Boston-based startup Nanite has netted $6 million in seed funding to launch its artificial intelligence platform for gene delivery. Founded in 2021, the company applies machine learning to designing polymer nanoparticles for nonviral delivery of genetic therapies.

A drug’s delivery mechanism can be as important as the drug itself. For gene therapies, the most well-established delivery vehicle is adeno-associated viruses (AAVs). This method harnesses the ability of viruses to infect cells and impose their genes onto their new hosts. However, AAVs have a limited payload size, and they can trigger an immune response.
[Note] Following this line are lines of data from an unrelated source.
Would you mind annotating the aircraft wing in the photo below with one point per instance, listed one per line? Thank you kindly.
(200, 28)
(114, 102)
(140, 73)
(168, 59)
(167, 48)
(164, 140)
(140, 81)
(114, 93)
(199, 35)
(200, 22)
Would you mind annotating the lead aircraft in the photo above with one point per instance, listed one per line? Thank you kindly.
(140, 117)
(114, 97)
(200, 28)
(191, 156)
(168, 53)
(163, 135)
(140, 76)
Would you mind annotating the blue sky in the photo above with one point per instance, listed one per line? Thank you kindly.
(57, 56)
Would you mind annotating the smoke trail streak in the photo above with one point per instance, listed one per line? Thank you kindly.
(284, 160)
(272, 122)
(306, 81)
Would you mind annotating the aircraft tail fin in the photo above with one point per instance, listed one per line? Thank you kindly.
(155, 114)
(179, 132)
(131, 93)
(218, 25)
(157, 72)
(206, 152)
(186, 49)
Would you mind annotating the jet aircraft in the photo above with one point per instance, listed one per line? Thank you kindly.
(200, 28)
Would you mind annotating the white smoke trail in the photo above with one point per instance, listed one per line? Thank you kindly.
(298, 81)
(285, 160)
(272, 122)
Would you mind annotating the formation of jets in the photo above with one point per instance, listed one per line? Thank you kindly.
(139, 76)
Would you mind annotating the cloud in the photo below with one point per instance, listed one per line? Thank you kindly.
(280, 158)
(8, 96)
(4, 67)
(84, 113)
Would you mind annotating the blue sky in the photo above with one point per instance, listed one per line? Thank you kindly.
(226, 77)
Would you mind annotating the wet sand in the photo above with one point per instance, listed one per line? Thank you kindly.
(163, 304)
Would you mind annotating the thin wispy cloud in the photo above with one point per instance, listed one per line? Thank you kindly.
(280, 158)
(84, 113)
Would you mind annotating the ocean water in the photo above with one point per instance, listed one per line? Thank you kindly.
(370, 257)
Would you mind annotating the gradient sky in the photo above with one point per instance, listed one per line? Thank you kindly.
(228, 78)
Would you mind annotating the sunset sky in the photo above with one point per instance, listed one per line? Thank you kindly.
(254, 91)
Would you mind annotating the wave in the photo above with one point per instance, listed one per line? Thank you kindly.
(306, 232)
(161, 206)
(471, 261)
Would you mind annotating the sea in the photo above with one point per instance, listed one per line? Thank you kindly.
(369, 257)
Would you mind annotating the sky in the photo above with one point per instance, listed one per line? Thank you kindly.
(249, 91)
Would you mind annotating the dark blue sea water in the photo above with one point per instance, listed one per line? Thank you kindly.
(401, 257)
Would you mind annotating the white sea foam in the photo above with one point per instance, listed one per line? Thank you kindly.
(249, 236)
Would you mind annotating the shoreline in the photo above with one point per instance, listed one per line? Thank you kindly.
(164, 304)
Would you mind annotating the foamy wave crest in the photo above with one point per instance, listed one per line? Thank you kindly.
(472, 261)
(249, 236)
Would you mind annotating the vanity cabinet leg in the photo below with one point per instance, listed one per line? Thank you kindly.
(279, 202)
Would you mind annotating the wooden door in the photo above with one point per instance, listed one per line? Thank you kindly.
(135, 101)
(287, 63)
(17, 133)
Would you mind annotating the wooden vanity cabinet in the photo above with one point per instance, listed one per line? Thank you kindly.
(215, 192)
Lipid nanoparticles, which are used in COVID-19 mRNA vaccines, are an alternative delivery vehicle. But lipid nanoparticles tend to get stuck in the liver, so they aren’t suited for tissue-specific delivery.

Polymer nanoparticles are the latest nonviral gene delivery alternatives. Their main advantage is their chemical diversity, says Sean Kevlahan, Nanite’s CEO and cofounder. This versatility allows scientists to tailor the polymers for different cargo and tissue targets in the body. Tens to hundreds of nanometers in diameter, Nanite’s polymeric nanoparticles can transport genetic sequences as short as 10 base pairs, as well as large accessory proteins that would enable gene editing such as CRISPR, the company says.

The polymer capsule involves many design considerations, such as the monomer chemistry, polymer architecture, and surface charge distribution on the nanoparticle. Nanite employs AI to predict the design for the polymer vehicle, depending on the cargo and the destination tissue. The company’s technology is based on the work of University of Minnesota chemist Theresa Reineke, who is also a company cofounder.

AI “gives us the ability to explore the polymer universe without having to actually empirically determine each star in that universe,” Kevlahan says. “We believe that polymers are going to take over the whole [gene delivery] space.”

Kevlahan says that the company is in talks with potential partners to offer its in-silico design and automated synthesis services.